As for the performances, well … they’re just sad. To think that so many of us looked forward to another Ferrell/Reilly team-up and this is what we got – regrettable. Every scene is colored by the undercurrent of desperate need. It all looks like work, which is the precise opposite of what we look for from these two. Even their vaunted chemistry – still present in spots despite all of this – can’t save them. Fiennes has the haunted look of a man who has gazed into the abyss, while Hall and Lapkus doggedly do their best to gold plate this particular turd.
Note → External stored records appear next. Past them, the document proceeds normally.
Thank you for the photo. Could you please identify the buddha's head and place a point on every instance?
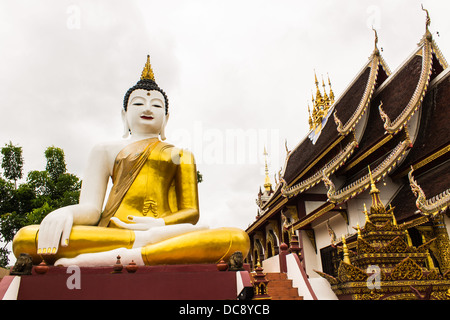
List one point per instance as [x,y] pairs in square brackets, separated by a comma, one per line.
[145,106]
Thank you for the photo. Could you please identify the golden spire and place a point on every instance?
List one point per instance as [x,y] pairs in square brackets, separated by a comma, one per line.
[375,50]
[310,118]
[377,205]
[345,249]
[147,73]
[373,188]
[325,96]
[366,214]
[428,20]
[319,99]
[267,183]
[331,90]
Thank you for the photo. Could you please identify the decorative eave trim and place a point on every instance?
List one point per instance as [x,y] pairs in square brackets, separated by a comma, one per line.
[363,183]
[313,216]
[365,100]
[432,206]
[328,169]
[425,51]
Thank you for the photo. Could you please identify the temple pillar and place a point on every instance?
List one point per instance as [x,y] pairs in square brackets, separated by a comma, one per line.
[442,243]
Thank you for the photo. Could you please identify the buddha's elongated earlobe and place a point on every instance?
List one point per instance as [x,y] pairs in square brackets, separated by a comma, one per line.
[163,128]
[126,127]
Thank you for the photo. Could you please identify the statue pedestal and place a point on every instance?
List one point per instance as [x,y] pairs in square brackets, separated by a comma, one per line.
[169,282]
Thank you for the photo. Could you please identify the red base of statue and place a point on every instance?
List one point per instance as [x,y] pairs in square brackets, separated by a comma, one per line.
[170,282]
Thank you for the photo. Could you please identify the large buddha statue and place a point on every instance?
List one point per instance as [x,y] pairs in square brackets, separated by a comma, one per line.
[152,209]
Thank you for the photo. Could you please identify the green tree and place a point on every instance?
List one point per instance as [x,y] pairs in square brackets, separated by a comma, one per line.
[56,163]
[12,162]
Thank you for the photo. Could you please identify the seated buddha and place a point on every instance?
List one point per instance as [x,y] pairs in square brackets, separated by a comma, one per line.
[152,209]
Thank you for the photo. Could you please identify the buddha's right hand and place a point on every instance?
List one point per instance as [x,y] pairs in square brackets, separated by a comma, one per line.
[55,229]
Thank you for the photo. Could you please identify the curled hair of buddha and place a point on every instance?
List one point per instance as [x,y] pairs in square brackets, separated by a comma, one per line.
[145,84]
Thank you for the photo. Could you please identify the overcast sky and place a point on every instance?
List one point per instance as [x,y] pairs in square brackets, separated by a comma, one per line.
[238,74]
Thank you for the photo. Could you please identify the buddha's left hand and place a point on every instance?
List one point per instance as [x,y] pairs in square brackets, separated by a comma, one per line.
[150,230]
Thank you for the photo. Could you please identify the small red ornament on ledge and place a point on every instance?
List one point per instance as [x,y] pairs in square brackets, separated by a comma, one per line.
[42,268]
[118,267]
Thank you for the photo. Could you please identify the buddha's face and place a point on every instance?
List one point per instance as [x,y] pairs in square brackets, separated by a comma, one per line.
[145,113]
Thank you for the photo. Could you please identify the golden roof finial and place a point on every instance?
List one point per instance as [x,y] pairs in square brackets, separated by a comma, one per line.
[377,205]
[147,73]
[373,188]
[345,248]
[319,99]
[331,90]
[310,118]
[375,50]
[366,214]
[325,96]
[428,20]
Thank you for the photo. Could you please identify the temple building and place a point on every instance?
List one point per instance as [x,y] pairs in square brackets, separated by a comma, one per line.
[366,192]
The talents of actors like Kelly MacDonald, Hugh Laurie and Steve Coogan are wasted.

“Holmes & Watson” is as utterly miscalculated as any major studio release of the year. It is woefully, depressingly unfunny. It feels longer than any 90-minute movie has any right to, a dull and dumb hour-and-a-half that you’ll never get back. My wife fell asleep for a significant chunk of the film; I’ve rarely envied anyone as much.